Reprint: College’s Overnight Guests Policy is About Sexual Suppression
Reprint: College’s Overnight Guests Policy is About Sexual Suppression

Reprint: College’s Overnight Guests Policy is About Sexual Suppression

László Molnárfi

College’s dorm guests policy amounts to a de facto total ban on overnight visitors. This is the institution’s declaration of war on sexual activity. There is no surprise that the ordeal concerns sex, echoing the in loco parentis attitudes of university management in the 1960s, when they sought to establish themselves as parental authorities over students through the use of bureaucracy. Thus, the policy is an expression of the neurosis of bureaucracy, and its contorsions to regulate the human spirit. Within it, shards of despotic signifiers are interpellated. It is the penchant of the priest for sexual suppression, the desire of the patriarch to extract submission and the tunnel-visioned obsession of the police-officer to regulate behaviour. In this way, College’s policy takes place in a social context that stretches from the sixties until the present day, a remnant kernel of an authoritarian attitude towards students.

As Wilhelm Reich recognized in his 1933 work The Mass Psychology of Fascism, sexual suppression is the gateway to social conditioning. “The goal of sexual suppression is that of producing an individual who is adjusted to the authoritarian order and who will submit to it in spite of all misery and degradation,” he wrote. This is why in history hitherto sexual control has been promulgated by the authorities, at first the church-state and then the secular state, starting in childhood through the transmission of dominant cultural patterns from caregivers.
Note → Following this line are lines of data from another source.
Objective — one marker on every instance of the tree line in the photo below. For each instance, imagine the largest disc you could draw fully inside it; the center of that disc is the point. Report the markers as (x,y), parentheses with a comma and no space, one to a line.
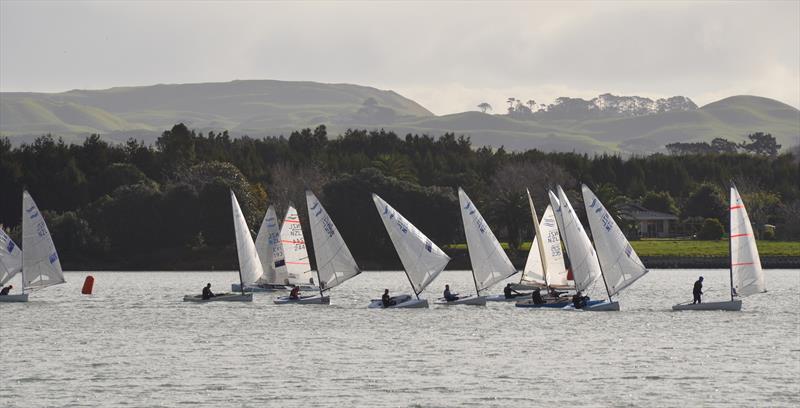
(166,206)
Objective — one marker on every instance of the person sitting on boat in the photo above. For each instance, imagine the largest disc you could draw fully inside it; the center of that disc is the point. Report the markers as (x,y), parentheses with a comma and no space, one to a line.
(537,297)
(207,293)
(449,296)
(698,291)
(295,293)
(510,293)
(386,299)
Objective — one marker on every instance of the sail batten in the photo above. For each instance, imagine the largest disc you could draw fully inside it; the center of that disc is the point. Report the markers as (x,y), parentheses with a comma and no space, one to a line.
(335,263)
(490,264)
(41,266)
(421,258)
(620,264)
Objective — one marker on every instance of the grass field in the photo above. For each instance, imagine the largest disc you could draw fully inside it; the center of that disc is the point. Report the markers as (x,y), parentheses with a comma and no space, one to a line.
(687,247)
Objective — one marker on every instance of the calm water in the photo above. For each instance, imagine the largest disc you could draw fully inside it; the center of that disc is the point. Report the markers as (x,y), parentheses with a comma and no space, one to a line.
(135,343)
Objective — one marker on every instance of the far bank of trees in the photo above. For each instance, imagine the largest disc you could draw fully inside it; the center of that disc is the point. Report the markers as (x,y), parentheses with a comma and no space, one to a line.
(167,205)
Thus, it begins in the nuclear family when the patriarch stands in as the representative of social authority. The authorities want us to make love within institutional frameworks, and not outside of them. Otherwise, their entire project of repression is threatened.  In other words, if sexual desire can be bent, so can political desire, and this is the task of the bureaucratic-administrative apparatus that permeates society. Impotence is the soul of capitalism, the removal of decision-making power over our affairs, whether that be the managerial elite of the university, the company boss or the state minister. To demand the end of alienation from the institutions that govern us is the essence of our fightback, which is a restoration of potence to the human spirit through self-agency, the development of a liberated subject. 

Thus, the fight against the overnight guests policy is an act of resistance to an interconnected system of oppression. The bureaucratic-administrative apparatus has no start and no end. The power of the university is inherently tied to that of the State, and its henchmen, the Gardaí, and ultimately to that of Capital itself. Should it be the case that we students refuse the overnight guests policy, and take matters into our own hands, by forcing ourselves in at security, we will be prosecuted. In its parabolic conclusion, should we remain steadfast in disregarding this unjust policy, we will be evicted by the College, backed up by the physical force of the Gardaí. In this lies an important truth, insofar as all instances of oppression are interconnected, not isolated. 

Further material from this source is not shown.